Am Montag hat in Marrakesch das Jahrestreffen der Weltbank und des Internationalen Währungsfonds (IWF) begonnen. Die Konferenz findet vor dem Hintergrund einer sich deutlich verlangsamenden Weltwirtschaft statt. Der IWF prognostiziert einen Rückgang des globalen Wirtschaftswachstums von 3,5 Prozent in diesem Jahr auf noch drei respektive 2,9 Prozent in den kommenden beiden Jahren.

 

Trotz Inflation und hohen Zinsen, Krieg sowie den Nachwehen der Pandemie sei "die Chance auf eine weiche Landung" aber gestiegen, sagte IWF-Chefin Kristalina Georgiewa vor dem Treffen. Gemeint ist damit die Möglichkeit, die Inflation unter Kontrolle zu bringen, ohne eine Rezession auszulösen.

Damit können sich die internationalen Finanzinstitutionen auf die erklärte Hauptaufgabe ihres Treffens konzentrieren: die Reform des internationalen Finanzsystems. Dessen Grundlage wurde vor knapp 80 Jahren mit der Gründung von IWF und Weltbank gelegt. Doch das System genügt den Herausforderungen des 21. Jahrhunderts nicht mehr und daher wurde letztes Jahr ein Reformprozess begonnen.

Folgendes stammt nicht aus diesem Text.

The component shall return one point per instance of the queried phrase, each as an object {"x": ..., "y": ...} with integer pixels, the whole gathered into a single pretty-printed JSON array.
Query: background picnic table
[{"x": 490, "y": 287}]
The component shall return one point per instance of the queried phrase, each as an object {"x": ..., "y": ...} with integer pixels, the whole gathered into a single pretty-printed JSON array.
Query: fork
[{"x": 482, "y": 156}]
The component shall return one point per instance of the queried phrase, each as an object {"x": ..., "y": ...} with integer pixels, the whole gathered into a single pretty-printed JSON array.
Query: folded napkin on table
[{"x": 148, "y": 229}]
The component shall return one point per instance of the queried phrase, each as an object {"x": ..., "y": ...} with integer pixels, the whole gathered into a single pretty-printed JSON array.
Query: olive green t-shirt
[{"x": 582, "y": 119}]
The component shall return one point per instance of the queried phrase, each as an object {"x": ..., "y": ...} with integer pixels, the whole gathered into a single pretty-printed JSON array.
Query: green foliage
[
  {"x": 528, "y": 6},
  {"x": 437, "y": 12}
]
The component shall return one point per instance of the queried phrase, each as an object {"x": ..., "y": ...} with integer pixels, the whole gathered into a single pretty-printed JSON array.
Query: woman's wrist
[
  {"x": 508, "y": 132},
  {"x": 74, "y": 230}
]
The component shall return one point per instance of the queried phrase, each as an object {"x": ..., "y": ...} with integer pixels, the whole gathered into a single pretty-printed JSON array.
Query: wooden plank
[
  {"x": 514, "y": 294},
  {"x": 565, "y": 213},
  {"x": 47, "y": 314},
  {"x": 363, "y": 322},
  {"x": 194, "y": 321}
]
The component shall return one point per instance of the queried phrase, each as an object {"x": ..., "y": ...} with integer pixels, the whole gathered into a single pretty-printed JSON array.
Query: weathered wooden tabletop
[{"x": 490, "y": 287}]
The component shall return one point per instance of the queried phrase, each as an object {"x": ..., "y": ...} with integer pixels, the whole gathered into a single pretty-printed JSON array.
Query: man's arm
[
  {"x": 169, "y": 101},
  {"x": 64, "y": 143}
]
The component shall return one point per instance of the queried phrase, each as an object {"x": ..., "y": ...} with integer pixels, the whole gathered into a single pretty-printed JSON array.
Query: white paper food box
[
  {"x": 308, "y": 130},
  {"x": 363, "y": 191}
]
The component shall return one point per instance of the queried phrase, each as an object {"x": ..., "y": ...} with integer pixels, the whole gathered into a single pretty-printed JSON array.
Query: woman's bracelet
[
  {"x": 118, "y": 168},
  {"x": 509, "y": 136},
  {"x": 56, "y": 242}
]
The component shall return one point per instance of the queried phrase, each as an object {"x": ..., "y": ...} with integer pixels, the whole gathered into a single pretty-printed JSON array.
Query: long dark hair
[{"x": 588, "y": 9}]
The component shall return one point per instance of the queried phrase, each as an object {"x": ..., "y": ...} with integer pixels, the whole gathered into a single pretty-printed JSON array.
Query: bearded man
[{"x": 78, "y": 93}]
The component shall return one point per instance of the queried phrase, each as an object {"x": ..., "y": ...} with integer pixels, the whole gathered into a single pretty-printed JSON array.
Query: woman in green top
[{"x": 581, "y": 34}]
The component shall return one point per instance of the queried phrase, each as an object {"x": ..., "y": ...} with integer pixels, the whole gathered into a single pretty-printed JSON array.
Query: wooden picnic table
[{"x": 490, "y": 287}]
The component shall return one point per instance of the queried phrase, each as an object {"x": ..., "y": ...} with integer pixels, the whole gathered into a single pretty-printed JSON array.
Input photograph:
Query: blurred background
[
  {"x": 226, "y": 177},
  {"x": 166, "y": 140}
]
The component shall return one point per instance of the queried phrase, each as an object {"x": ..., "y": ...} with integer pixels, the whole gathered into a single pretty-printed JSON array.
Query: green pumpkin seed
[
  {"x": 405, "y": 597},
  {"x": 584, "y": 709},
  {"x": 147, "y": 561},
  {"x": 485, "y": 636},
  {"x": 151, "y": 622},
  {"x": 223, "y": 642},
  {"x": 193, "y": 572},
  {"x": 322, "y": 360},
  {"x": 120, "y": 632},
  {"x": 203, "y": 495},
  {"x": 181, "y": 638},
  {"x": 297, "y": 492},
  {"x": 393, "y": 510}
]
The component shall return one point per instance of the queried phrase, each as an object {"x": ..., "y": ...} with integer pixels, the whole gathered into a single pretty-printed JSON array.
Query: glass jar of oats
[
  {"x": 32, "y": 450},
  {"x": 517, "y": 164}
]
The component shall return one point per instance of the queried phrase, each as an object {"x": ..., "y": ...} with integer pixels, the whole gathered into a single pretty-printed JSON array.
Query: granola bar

"Seitdem ist mehr passiert, als viele Akteure erwartet hätten", lobt David Ryfisch von der deutschen Entwicklungsorganisation Germanwatch. Dies betrifft besonders die Weltbank. Sie hat ihre Mission erweitert.

Während bislang einzig die Bekämpfung der Armut im Fokus stand, soll nun auch für einen "lebenswerten Planeten" gesorgt werden. Zudem geht die Weltbank jetzt größere Risiken ein, sodass sie 40 Milliarden US-Dollar zusätzlich verleihen kann.

Vielen Ländern droht ein jäher Absturz

Das reicht dem neuen Weltbankchef Ajay Banga aber noch nicht: "Es gibt keinen Zweifel, dass wir eine größere Bank brauchen."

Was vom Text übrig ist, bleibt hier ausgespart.